Formation and Care For Emerging Adults In An Age of Deconstruction
JOINT PROPOSAL with Rob Rhea
In response to the current trend of young adults declaring they have or are deconstructing their Christian faith, this paper will seek to address the psychological and social contexts of this phenomena, suggest three lenses for better understanding deconstruction, and provide approaches for spiritual formation practitioners in the church and academy to care for those experiencing this challenge of faith.
Emerging adulthood is a time of both optimism and uncertainty. Historically, adulthood has been marked by external achievements such as marriage, children, and home ownership, yet these markers are increasingly delayed or seen as altogether out of reach. The public failures of previously trusted Christian leaders and faith institutions are contributing factors in a growing sense of suspicion and disillusionment. Further, increasing current mental health challenges are fostering a growing sense of despair. These and other factors are some of what is behind Christian emerging adults seriously revising and/or suspending their faith commitments in record numbers. In light of these trends and challenges, the field of spiritual formation has much to bring to this conversation.
First, drawing on the history of Christian spirituality, the consolation/desolation dyad provides tremendous resources for peeling back the layers of the human heart to meet and engage the love of God in times of darkness and disorientation. Second, drawing on developmental psychology, spiritual formation practitioners can draw on Erikson’s moratorium schema to re-frame the high exploration of one’s beliefs as a good and necessary endeavor. This exploration, in both breadth and depth, can provide the needed grounding for future spiritual growth. And third, drawing on beauty, the third of the transcendentals, a horizon can emerge where seeing the beauty of the Lord and his creation can facilitate a reconnection and deepening of relationship with God.

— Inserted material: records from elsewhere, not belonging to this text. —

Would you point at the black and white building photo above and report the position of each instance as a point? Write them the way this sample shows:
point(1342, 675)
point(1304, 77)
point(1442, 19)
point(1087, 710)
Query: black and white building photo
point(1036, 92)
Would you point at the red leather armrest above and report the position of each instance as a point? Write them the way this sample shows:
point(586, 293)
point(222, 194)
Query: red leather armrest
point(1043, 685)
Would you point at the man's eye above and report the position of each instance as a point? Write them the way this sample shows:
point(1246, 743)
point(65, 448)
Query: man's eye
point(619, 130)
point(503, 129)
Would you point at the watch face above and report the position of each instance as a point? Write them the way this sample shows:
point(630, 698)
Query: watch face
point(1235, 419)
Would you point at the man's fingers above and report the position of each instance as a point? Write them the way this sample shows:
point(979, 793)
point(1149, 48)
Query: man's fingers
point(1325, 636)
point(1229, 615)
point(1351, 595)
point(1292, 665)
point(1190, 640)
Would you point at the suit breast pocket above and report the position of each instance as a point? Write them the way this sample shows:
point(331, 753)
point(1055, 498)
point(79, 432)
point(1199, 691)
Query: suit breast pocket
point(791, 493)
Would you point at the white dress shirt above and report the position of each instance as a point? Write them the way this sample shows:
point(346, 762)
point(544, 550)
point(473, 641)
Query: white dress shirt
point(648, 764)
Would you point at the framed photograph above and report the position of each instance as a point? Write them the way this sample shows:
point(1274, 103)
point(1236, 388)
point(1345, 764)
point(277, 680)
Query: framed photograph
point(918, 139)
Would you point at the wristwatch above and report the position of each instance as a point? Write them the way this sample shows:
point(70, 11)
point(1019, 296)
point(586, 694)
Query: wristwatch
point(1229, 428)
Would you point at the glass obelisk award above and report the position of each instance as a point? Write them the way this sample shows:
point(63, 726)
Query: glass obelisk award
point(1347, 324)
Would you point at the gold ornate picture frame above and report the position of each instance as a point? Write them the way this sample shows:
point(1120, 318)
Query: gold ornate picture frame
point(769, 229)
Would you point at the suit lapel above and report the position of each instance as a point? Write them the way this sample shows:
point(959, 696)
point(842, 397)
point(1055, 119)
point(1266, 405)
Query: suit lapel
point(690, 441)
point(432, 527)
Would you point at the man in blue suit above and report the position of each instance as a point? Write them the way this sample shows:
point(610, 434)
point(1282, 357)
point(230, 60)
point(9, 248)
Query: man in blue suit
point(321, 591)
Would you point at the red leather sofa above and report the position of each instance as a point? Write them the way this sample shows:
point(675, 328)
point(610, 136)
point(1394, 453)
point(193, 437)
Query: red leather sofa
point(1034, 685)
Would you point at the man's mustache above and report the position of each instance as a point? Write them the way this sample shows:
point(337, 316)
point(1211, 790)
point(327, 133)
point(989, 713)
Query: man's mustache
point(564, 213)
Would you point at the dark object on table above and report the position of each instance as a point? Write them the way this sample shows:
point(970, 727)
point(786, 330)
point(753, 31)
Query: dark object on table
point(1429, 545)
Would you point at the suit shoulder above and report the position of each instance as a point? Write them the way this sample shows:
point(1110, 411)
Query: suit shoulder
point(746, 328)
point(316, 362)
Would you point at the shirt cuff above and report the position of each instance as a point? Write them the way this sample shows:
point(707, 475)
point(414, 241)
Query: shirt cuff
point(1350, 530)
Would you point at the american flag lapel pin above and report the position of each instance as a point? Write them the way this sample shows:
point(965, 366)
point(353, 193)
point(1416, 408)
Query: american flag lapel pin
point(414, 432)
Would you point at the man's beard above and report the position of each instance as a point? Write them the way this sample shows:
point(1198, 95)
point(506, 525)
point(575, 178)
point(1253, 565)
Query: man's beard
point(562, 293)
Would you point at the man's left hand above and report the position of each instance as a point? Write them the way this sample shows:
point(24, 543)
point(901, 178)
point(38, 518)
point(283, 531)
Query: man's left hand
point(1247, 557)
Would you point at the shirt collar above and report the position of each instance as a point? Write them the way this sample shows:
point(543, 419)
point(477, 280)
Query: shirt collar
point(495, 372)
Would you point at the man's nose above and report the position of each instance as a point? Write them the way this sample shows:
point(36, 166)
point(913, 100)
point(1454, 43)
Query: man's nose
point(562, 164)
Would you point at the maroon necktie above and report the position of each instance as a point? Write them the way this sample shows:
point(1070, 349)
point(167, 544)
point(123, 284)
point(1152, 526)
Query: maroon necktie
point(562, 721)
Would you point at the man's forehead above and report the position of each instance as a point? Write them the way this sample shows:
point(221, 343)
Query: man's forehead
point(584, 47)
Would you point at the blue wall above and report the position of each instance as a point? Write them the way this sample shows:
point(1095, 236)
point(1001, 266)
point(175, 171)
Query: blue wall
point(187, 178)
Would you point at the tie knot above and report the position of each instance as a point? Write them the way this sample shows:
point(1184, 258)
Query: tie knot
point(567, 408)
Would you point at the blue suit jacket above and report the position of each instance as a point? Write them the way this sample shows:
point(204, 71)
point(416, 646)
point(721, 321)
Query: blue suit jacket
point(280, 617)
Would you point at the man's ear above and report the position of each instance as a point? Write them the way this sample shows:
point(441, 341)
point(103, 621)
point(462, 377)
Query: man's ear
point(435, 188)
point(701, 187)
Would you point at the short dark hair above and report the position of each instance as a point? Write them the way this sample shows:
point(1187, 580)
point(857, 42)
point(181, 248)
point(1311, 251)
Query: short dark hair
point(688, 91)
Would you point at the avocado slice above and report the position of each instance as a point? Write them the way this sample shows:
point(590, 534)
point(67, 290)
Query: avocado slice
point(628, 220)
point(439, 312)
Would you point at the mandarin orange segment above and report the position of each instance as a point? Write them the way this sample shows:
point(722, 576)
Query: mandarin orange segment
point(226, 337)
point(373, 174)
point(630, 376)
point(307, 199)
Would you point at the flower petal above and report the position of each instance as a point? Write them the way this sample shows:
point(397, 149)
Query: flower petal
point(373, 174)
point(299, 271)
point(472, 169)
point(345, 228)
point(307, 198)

Churches and both Christian undergraduate and graduate education can respond by normalizing the elements of the deconstruction process and framing it as being the end of the beginning and not the beginning of the end of their faith. The contours of the human heart and the failures of trusted institutions are not new to our age. Students can be better equipped to navigate these difficult times by addressing these issues in introductory undergraduate classes and university ministry curriculums, highlighting the role of the love and beauty of God,. As some churches are not well equipped to address deconstruction, seminary education can explore ways to equip pastors to recognize and respond to those in this difficult season. Though these issues are uniquely expressed in our current age, the formation of the human heart is no different. Enduring practices and truths can and should be used to drawn upon to help emerging adults reconstruct and deepen their faith.